Everything about Strike Gently, New York City indie rockers the Virgins’ second album, has been an exercise in independence. Since releasing their self-titled full-length debut in 2008, frontman Donald Cumming has assembled a new lineup, parted ways with the group’s previous label, Atlantic, and proceeded to make the record he wanted to make, an album he alludes is a departure from the dance-rock sounds of the Virgin’s breakthrough. Eventually he signed a deal with the Strokes' frontman Julian Casablancas, and their new 10-track set, Strike Gently, is due out March 12 on Cult Records. Speaking shortly before playing a concert on a rainy day in Bogotá, Cumming recently explained to us how it all came together.
How have you changed as a band since the last album?
I’ve definitely grown more confident as a songwriter. The approach to this record was very different from anything I’ve done before. We just worked really quickly and wrote the songs. We were recording them pretty much all in one room. It was really natural. It felt really effortless.
How would you describe the sound of the new album?
It’s definitely a rock-and-roll record. It’s a record I’m really proud of and have been wanting to do for a long time. It’s cool. There’s not a lot of fancy … I don’t know. It’s just very straightforward.
Earlier this year, you released a single called “Venus in Chains.” How does Strike Gently compare to that?

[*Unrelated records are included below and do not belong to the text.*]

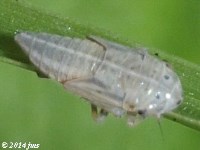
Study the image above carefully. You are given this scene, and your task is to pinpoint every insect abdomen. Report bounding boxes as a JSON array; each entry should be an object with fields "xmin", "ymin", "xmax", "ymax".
[{"xmin": 15, "ymin": 32, "xmax": 105, "ymax": 82}]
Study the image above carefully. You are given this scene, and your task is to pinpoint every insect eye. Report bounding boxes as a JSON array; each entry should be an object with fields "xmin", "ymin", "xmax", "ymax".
[
  {"xmin": 164, "ymin": 74, "xmax": 170, "ymax": 80},
  {"xmin": 176, "ymin": 100, "xmax": 181, "ymax": 105},
  {"xmin": 138, "ymin": 110, "xmax": 146, "ymax": 115}
]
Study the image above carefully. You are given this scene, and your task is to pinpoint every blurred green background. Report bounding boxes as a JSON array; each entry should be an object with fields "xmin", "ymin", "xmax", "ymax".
[{"xmin": 0, "ymin": 0, "xmax": 200, "ymax": 150}]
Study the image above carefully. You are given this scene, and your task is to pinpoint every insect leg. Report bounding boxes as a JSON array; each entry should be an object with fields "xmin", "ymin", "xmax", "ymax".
[{"xmin": 127, "ymin": 111, "xmax": 142, "ymax": 126}]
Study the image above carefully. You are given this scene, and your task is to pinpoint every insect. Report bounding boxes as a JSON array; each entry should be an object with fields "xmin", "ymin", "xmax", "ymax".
[{"xmin": 15, "ymin": 32, "xmax": 183, "ymax": 125}]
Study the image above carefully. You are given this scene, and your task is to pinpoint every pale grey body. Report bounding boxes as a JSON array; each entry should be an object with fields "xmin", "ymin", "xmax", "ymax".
[{"xmin": 15, "ymin": 32, "xmax": 182, "ymax": 125}]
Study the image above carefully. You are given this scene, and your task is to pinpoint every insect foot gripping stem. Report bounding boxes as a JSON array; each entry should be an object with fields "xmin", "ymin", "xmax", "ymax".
[
  {"xmin": 127, "ymin": 112, "xmax": 144, "ymax": 127},
  {"xmin": 91, "ymin": 104, "xmax": 108, "ymax": 122}
]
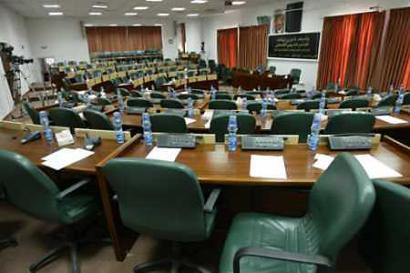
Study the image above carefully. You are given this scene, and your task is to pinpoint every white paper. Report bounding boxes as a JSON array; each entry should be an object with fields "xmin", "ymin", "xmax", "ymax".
[
  {"xmin": 355, "ymin": 155, "xmax": 402, "ymax": 179},
  {"xmin": 42, "ymin": 148, "xmax": 94, "ymax": 171},
  {"xmin": 376, "ymin": 116, "xmax": 407, "ymax": 124},
  {"xmin": 146, "ymin": 147, "xmax": 181, "ymax": 162},
  {"xmin": 250, "ymin": 155, "xmax": 287, "ymax": 179}
]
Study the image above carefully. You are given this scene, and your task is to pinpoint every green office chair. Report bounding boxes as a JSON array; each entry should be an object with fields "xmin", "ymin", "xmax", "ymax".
[
  {"xmin": 0, "ymin": 151, "xmax": 100, "ymax": 273},
  {"xmin": 160, "ymin": 99, "xmax": 184, "ymax": 109},
  {"xmin": 209, "ymin": 113, "xmax": 256, "ymax": 142},
  {"xmin": 339, "ymin": 99, "xmax": 369, "ymax": 110},
  {"xmin": 359, "ymin": 180, "xmax": 410, "ymax": 273},
  {"xmin": 49, "ymin": 108, "xmax": 86, "ymax": 133},
  {"xmin": 83, "ymin": 110, "xmax": 114, "ymax": 130},
  {"xmin": 23, "ymin": 101, "xmax": 40, "ymax": 124},
  {"xmin": 219, "ymin": 153, "xmax": 375, "ymax": 273},
  {"xmin": 208, "ymin": 100, "xmax": 238, "ymax": 110},
  {"xmin": 127, "ymin": 98, "xmax": 154, "ymax": 108},
  {"xmin": 271, "ymin": 112, "xmax": 314, "ymax": 143},
  {"xmin": 151, "ymin": 113, "xmax": 188, "ymax": 134},
  {"xmin": 376, "ymin": 95, "xmax": 398, "ymax": 107},
  {"xmin": 323, "ymin": 112, "xmax": 376, "ymax": 135},
  {"xmin": 102, "ymin": 158, "xmax": 219, "ymax": 273}
]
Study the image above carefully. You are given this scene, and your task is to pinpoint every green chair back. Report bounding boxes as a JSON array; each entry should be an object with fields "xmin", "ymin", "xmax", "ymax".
[
  {"xmin": 210, "ymin": 113, "xmax": 256, "ymax": 142},
  {"xmin": 49, "ymin": 108, "xmax": 86, "ymax": 132},
  {"xmin": 83, "ymin": 110, "xmax": 114, "ymax": 130},
  {"xmin": 102, "ymin": 158, "xmax": 209, "ymax": 242},
  {"xmin": 271, "ymin": 113, "xmax": 314, "ymax": 143},
  {"xmin": 359, "ymin": 180, "xmax": 410, "ymax": 273},
  {"xmin": 208, "ymin": 100, "xmax": 238, "ymax": 110},
  {"xmin": 323, "ymin": 112, "xmax": 376, "ymax": 135},
  {"xmin": 23, "ymin": 101, "xmax": 40, "ymax": 124},
  {"xmin": 151, "ymin": 113, "xmax": 188, "ymax": 134},
  {"xmin": 339, "ymin": 99, "xmax": 369, "ymax": 110}
]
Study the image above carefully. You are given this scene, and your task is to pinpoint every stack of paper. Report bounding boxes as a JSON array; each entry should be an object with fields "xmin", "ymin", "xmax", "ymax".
[
  {"xmin": 250, "ymin": 155, "xmax": 287, "ymax": 179},
  {"xmin": 42, "ymin": 148, "xmax": 94, "ymax": 171}
]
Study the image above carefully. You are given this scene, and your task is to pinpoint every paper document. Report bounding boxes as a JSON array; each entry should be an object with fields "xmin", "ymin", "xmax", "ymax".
[
  {"xmin": 146, "ymin": 147, "xmax": 181, "ymax": 162},
  {"xmin": 376, "ymin": 116, "xmax": 407, "ymax": 124},
  {"xmin": 250, "ymin": 155, "xmax": 287, "ymax": 179},
  {"xmin": 42, "ymin": 148, "xmax": 94, "ymax": 171}
]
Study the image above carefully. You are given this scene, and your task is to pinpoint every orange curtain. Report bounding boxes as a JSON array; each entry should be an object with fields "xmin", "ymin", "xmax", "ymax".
[
  {"xmin": 217, "ymin": 28, "xmax": 238, "ymax": 68},
  {"xmin": 238, "ymin": 25, "xmax": 268, "ymax": 69}
]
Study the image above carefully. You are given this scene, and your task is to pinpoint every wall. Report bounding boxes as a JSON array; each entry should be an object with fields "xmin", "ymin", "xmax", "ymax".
[{"xmin": 202, "ymin": 0, "xmax": 410, "ymax": 89}]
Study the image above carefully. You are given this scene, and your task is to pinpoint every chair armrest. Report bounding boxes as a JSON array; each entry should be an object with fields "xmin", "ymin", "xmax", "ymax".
[
  {"xmin": 56, "ymin": 178, "xmax": 91, "ymax": 200},
  {"xmin": 233, "ymin": 247, "xmax": 332, "ymax": 273},
  {"xmin": 204, "ymin": 189, "xmax": 221, "ymax": 212}
]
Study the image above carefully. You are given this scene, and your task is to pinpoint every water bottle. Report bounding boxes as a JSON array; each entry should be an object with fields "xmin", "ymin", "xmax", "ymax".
[
  {"xmin": 142, "ymin": 113, "xmax": 152, "ymax": 146},
  {"xmin": 40, "ymin": 111, "xmax": 53, "ymax": 144},
  {"xmin": 188, "ymin": 98, "xmax": 194, "ymax": 118},
  {"xmin": 112, "ymin": 112, "xmax": 125, "ymax": 144},
  {"xmin": 308, "ymin": 113, "xmax": 320, "ymax": 151},
  {"xmin": 228, "ymin": 115, "xmax": 238, "ymax": 152}
]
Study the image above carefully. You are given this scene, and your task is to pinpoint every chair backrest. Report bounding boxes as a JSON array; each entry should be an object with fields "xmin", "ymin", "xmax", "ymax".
[
  {"xmin": 0, "ymin": 150, "xmax": 59, "ymax": 222},
  {"xmin": 23, "ymin": 102, "xmax": 40, "ymax": 124},
  {"xmin": 360, "ymin": 180, "xmax": 410, "ymax": 273},
  {"xmin": 127, "ymin": 98, "xmax": 154, "ymax": 108},
  {"xmin": 304, "ymin": 153, "xmax": 375, "ymax": 261},
  {"xmin": 160, "ymin": 99, "xmax": 184, "ymax": 109},
  {"xmin": 151, "ymin": 113, "xmax": 188, "ymax": 134},
  {"xmin": 339, "ymin": 99, "xmax": 369, "ymax": 110},
  {"xmin": 324, "ymin": 112, "xmax": 376, "ymax": 135},
  {"xmin": 49, "ymin": 108, "xmax": 86, "ymax": 132},
  {"xmin": 83, "ymin": 110, "xmax": 114, "ymax": 130},
  {"xmin": 209, "ymin": 113, "xmax": 256, "ymax": 142},
  {"xmin": 102, "ymin": 158, "xmax": 206, "ymax": 242},
  {"xmin": 271, "ymin": 112, "xmax": 314, "ymax": 143},
  {"xmin": 208, "ymin": 100, "xmax": 238, "ymax": 110}
]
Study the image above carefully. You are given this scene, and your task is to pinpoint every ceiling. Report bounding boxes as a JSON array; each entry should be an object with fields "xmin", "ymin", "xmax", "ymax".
[{"xmin": 0, "ymin": 0, "xmax": 272, "ymax": 18}]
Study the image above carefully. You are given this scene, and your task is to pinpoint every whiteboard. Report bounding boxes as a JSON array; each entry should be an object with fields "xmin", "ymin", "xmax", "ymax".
[{"xmin": 0, "ymin": 58, "xmax": 14, "ymax": 120}]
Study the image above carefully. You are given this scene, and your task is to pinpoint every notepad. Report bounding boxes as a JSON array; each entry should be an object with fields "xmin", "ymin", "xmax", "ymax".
[
  {"xmin": 146, "ymin": 147, "xmax": 181, "ymax": 162},
  {"xmin": 42, "ymin": 148, "xmax": 94, "ymax": 171},
  {"xmin": 376, "ymin": 116, "xmax": 407, "ymax": 124},
  {"xmin": 250, "ymin": 155, "xmax": 287, "ymax": 179}
]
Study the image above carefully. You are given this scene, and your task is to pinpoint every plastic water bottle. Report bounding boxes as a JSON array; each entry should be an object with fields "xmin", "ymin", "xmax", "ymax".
[
  {"xmin": 228, "ymin": 115, "xmax": 238, "ymax": 152},
  {"xmin": 188, "ymin": 98, "xmax": 194, "ymax": 118},
  {"xmin": 112, "ymin": 112, "xmax": 125, "ymax": 144},
  {"xmin": 142, "ymin": 113, "xmax": 152, "ymax": 146},
  {"xmin": 308, "ymin": 113, "xmax": 320, "ymax": 151},
  {"xmin": 40, "ymin": 111, "xmax": 53, "ymax": 144}
]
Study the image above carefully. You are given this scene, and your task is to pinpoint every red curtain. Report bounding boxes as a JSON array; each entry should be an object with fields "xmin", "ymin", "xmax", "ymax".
[{"xmin": 217, "ymin": 28, "xmax": 238, "ymax": 68}]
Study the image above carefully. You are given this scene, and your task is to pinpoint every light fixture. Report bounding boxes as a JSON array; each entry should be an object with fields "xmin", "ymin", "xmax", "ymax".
[
  {"xmin": 134, "ymin": 6, "xmax": 149, "ymax": 10},
  {"xmin": 43, "ymin": 4, "xmax": 61, "ymax": 9},
  {"xmin": 48, "ymin": 11, "xmax": 64, "ymax": 16}
]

I don’t necessarily want to compare them. We did “Venus in Chains” because we hadn’t put out anything in a while and we did it as a one-off, not knowing when our next opportunity would be. It’s just kind of a logical extension from there. We’ve written songs since then and they ended up being on the record. Julian didn’t want to include anything on the record that had already been released, so we just let it be its own single.
Stream "Venus in Chains" below:
Did any life experiences shape the songwriting?
I feel like I’ve had a chance to reflect on my experiences, realize what I do care about, what I don’t care about. Basically growing up. When we started out, I was basically just writing songs and they just kind of wrote themselves. Once we started, and we made the [2007 self-titled] EP, we kind of got painted into a corner with this dance-rock thing. There was a bunch of different factors, but basically we tried to make the best pop-rock-dance album that we could make, not really necessarily that would be the music I would listen to personally.
It was a unique experience with this record, to just do it exactly how I want to do it in a different place in my life, my relationship to songwriting is much, much different. I didn’t really used to know what I was doing, and that didn’t put me in a good position to defend what I wanted to do. So now it’s a different thing.
What brought you to Julian Casablancas’ label, Cult Records?
We were pretty far along in the record, and through some mutual friend we ended up meeting with Julian and playing him some music. The vibe was pretty cool. It was just effortless. He has cool ideas for what he would want to do as a label. It was a completely different vibe.
How was working with Julian different from your previous labels?
From my limited experience, he’s [more] concerned with the quality of the material, with the quality of the art, with the quality of the songs. He just cares about the things that I care about. Things that you would want someone to care about that you’re going to work with. Music at its best is something that really means a lot to the person who’s making it. And it can be a really painful experience when you start to get all these wires and signals crossed in the process. It’s just super-refreshing that he cares about all the same things I care about. That just makes it feel really comfortable. I feel like we could put our faith and trust into the situation. It just felt right.
Strike Gently is out March 12 on Cult Records.